Sensitive field policy (high level)

Sanitization is key-name driven:

  • Some keys are fully redacted (e.g. cvv, password, authorization).
  • Some keys are partially masked (e.g. card_number, account_number, ssn).
  • Common PAN aliases used in import/migration datasets are treated as card numbers and masked accordingly: pan_value, pan, primary_account_number.

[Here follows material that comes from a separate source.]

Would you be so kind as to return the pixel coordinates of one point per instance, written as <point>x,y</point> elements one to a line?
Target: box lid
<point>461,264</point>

Unknown keys fall back to safe string sanitization (strip \r/\n) and recursive sanitization for nested objects. AppTheory uses segment-based secret heuristics for otherwise-unknown keys:

  • exact segments like token, secret, and password trigger full redaction
  • explicit sensitive aliases like authorization_id are treated as secrets
  • business keys that merely contain those strings as part of a larger identifier (for example authorizationCode or tokenization_method) remain readable

Context-aware accountNumber

Some upstream payloads use the key accountNumber for both card PANs and bank accounts. AppTheory masks this key based on immediate parent context:

  • Card PAN contexts (e.g. cardWithPanDetails, panDetails): PAN mask (BIN + **** + last4 when available).
  • ACH/bank contexts (e.g. achDetails, bankDetails) or snake_case account_number: restricted mask (****last4).

Usage guidance

  • Prefer sanitizing structured fields (sanitize_field_value / SanitizeFieldValue) over dumping raw payloads.
  • If you must log JSON payloads (e.g. event envelopes):
    • Console/text logs: log sanitize_json(...) / SanitizeJSON(...) output.
    • Structured JSON logs:
      • Go: wrap payload bytes with sanitization.RawJSON(...) (recommended) or call SanitizeJSONValue(...).
      • TypeScript/Python: prefer sanitizeJSONValue(...) / sanitize_json_value(...). This keeps JSON nested/typed in the logger output instead of logging an escaped JSON string.
  • For XML payloads, use sanitize_xml(xml, payment_xml_patterns) / SanitizeXML(xml, PaymentXMLPatterns).

AWS event "body" parsing

AWS HTTP-style events commonly store the request body as a JSON-encoded string under the key "body". AppTheory treats "body" specially when it contains valid JSON:

  • SanitizeJSON(...) / sanitize_json(...) keeps "body" as a string (rewritten to sanitized JSON).
  • SanitizeJSONValue(...) / sanitizeJSONValue(...) / sanitize_json_value(...) parses "body" into a nested object for structured logging.

Policy overrides (Go)

If you need to tune sanitization without writing a custom sanitizer function, set observability.LoggerConfig.SanitizationPolicy.

Rules are evaluated before the built-in defaults, so policies can override both allowlisted IDs and default redactions/masks.

For runtime-configurable policies, load a *sanitization.Policy from env/JSON/YAML:

policy, err := sanitization.PolicyFromEnv("APP_SANITIZATION_POLICY")

Stability

Sanitization behavior is intentionally deterministic. Expanding redaction rules can be a breaking operational change (it affects logs, debugging workflows, and any downstream log processing). When changing policy, add tests before expanding the rules.